HARARE City Council has announced plans to rehabilitate water reticulation pipes that are compromising the quality of water in parts of the city.
BY OBEY MANAYITI
Speaking at the Morton Jaffray water treatment plant where the site is being upgraded using part of the $144 million loan from China, acting water manager engineer Tapiwa Kunyadini said although they were almost 70% complete with upgrading the treatment plant, it was also necessary to look at the water pipes.
Several Harare residents toured the treatment plant yesterday to get an appreciation of how far the $144 million loan had gone in solving the city’s water crisis.
“Water being produced from Prince Edward and Morton Jaffray is perfect, but we should remember that our pipe systems were put in place when those suburbs were being built and they were using mostly steel pipes and asbestos pipes,” Kunyadini said.
“You would find out that most of them have the developed rust and this changes colour of the water.
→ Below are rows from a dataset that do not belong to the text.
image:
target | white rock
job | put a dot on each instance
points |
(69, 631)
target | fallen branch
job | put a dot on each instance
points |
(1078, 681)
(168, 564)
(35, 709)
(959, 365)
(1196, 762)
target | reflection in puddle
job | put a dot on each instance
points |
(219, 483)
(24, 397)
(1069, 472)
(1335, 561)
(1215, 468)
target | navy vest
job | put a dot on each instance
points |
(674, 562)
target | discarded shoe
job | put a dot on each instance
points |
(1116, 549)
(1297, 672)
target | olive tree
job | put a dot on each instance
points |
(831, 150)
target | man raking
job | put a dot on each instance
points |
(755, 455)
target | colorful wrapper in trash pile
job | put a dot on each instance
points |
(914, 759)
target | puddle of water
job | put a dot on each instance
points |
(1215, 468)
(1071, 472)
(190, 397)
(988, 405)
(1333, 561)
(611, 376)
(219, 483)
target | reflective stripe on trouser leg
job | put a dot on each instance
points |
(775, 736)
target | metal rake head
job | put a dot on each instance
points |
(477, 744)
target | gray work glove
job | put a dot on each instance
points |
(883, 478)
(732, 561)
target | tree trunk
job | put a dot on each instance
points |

We need our system to be constantly changed and we hope when we complete this project, we will expand into those areas.
“We have to rehabilitate the system. Some lines were done in 1954, they are old and there is need for new lines.”
Kunyadini said they were still waiting for disbursement of more funds to complete the works.
He said at the moment, the city was producing 450 million litres of water a day although the capacity of the Morton Jaffray plant is 604 million litres a day.
“With the rehabilitation done so far, we can produce 520 million litres a day, but we are producing 450 million litres due to logistics in chemicals supply. If we manage to get our constant supply we can run 520 million litres a day.
“We can only reach the 520 if the outstanding works are completed. The approximate demand for Harare metro, because we supply city of Harare, Norton and Chitungwiza, Epworth and Ruwa, the demand is 800 million litres a day. The demand is still quite high,” Kunyadini said.
Residents expressed concern over the slowness on Harare’s side to solve the water crisis.